Bereits Tage vor der drohenden Flutkatastrophe erklärte die EVN, dass man den Stausee stark absenken müsse, um auf die Wassermassen vorbereitet zu sein. Das löste einen echten Kraftakt im Gut Ottenstein aus, um die Steg-Anlagen und mehr als 400 Boote zu sichern.
Riesiger Zusammenhalt der Menschen
„Es gibt hier einen echt guten Zusammenhalt in der Region. Wir waren von Donnerstag bis Sonntag fast rund um die Uhr im Einsatz – viele Freiwillige unterstützten uns“, erklärt Alexander Warringer vom Gut. Denn sogar bei der Vorbeifahrt hätten Menschen angehalten, um zu fragen, ob sie irgendwo mithelfen können.
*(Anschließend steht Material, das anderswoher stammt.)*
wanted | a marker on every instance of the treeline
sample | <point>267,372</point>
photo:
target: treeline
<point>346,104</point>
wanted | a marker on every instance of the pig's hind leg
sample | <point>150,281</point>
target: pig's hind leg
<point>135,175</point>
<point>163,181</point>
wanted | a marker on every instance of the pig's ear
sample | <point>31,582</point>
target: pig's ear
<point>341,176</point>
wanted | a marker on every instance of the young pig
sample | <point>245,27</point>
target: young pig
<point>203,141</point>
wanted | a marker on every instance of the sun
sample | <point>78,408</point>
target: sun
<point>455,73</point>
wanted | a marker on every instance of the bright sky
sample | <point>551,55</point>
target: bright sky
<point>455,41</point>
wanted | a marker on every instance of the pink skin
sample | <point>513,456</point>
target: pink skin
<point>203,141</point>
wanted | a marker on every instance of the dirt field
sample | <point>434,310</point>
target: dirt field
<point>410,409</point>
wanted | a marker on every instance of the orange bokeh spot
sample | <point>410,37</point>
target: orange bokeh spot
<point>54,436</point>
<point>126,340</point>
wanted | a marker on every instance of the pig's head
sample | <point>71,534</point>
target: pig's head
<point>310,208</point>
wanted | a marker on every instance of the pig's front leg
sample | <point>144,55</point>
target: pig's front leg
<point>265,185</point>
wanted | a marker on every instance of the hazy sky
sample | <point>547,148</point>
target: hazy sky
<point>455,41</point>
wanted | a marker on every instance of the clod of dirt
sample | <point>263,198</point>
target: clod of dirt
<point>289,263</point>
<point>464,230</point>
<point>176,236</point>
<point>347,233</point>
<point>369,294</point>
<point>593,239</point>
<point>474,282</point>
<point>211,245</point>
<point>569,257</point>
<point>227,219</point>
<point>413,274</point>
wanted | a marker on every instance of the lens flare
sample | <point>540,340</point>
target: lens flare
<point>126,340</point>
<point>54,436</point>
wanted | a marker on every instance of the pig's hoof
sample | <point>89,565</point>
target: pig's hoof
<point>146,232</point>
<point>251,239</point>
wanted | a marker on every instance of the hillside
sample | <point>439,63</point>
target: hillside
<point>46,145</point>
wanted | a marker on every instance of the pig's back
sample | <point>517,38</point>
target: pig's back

Schiffe müssen nun geborgen werden
Einige der Bootsbesitzer konnten aber nicht erreicht werden – ohne Einwilligung durfte man das fremde Boot auch nicht angreifen. So lief ein geringer Bruchteil der Boote – es war nur jedes Hundertste – auf Grund oder sank, als sich der Pegel wieder erhöhte.Die Schiffe sollen bald geborgen werden.